Given my todo list until Bookworm, it seems unlikely I'll be able to play
with that in the upcoming weeks. Knowing the installer works when bumping
the VM's memory is kind of reassuring at least: it's not completely broken
when started this way.


Cheers,
-- 
Cyril Brulebois (k...@debian.org)
D-I release manager -- Release team member -- Freelance Consultant


signature.asc
Description: PGP signature


Bug#1035854: Bookworm netboot image fails in VM

2023-05-10 Thread Samuel Thibault
Cyril Brulebois, le mer. 10 mai 2023 17:34:53 +0200, a ecrit:
> Moritz Muehlenhoff  (2023-05-10):
> > This turned out to be redux of #932149: Bumping the memory of the
> > netboot-installed VM to 1536M RAM fixed it. There was anectotal
> > evidence of non-netboot installations still succeeding with 1024M, so
> > should we reassign to installation-guide to bump the documented
> > minimum RAM at least for netboot?
> 
> Both netboot and netboot-gtk's mini.iso, booted as a CD, are just fine
> with 1G RAM (modulo cryptsetup OOMKs for a little while, #1028250), and
> have been for years. That's how all my VM testing has been done for
> years. :)
> 
> If numbers are updated for netboot, maybe make it clear it's for PXE
> booting?
> 
> > When debugging the issue is also noticed that
> > rootskel/src/lib/debian-installer/menu currently checks how much RAM
> > is present and if it's less than 250M it exports
> > DEBCONF_DROP_TRANSLATIONS=1 to cdebconf.
> > 
> > Given that we already document 780MB as the minimum requirement for
> > Bullseye that seems obsolete, happy to create MRs to remove it from
> > rootskel and cdebconf to clean this up.
> 
> Looping in Samuel who has been bumping requirements on a regular basis,
> and who is likely to have good ideas in this area.

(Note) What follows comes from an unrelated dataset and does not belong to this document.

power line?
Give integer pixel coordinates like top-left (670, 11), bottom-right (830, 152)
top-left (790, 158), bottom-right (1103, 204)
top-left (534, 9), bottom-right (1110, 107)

I usually test the netinst image. I'm surprised that netboot use more
memory, since it's supposed to fetch only what it really needs. And PXE
is supposed not to change much since in the end it's supposed to be the
same vmlinuz/initrd as non-pxe.

I didn't know about rootskel setting DEBCONF_DROP_TRANSLATIONS, that
should probably be coordinated with lowmem's management of low-memory
heuristics.

And at any rate, 1536M RAM looks really a *lot* to me, it really looks to
me like some bug somewhere.

Samuel



Bug#1035854: Bookworm netboot image fails in VM

2023-05-10 Thread Cyril Brulebois
Moritz Muehlenhoff  (2023-05-10):
> This turned out to be redux of #932149: Bumping the memory of the
> netboot-installed VM to 1536M RAM fixed it. There was anectotal
> evidence of non-netboot installations still succeeding with 1024M, so
> should we reassign to installation-guide to bump the documented
> minimum RAM at least for netboot?

Both netboot and netboot-gtk's mini.iso, booted as a CD, are just fine
with 1G RAM (modulo cryptsetup OOMKs for a little while, #1028250), and
have been for years. That's how all my VM testing has been done for
years. :)

If numbers are updated for netboot, maybe make it clear it's for PXE
booting?

> When debugging the issue is also noticed that
> rootskel/src/lib/debian-installer/menu currently checks how much RAM
> is present and if it's less than 250M it exports
> DEBCONF_DROP_TRANSLATIONS=1 to cdebconf.
> 
> Given that we already document 780MB as the minimum requirement for
> Bullseye that seems obsolete, happy to create MRs to remove it from
> rootskel and cdebconf to clean this up.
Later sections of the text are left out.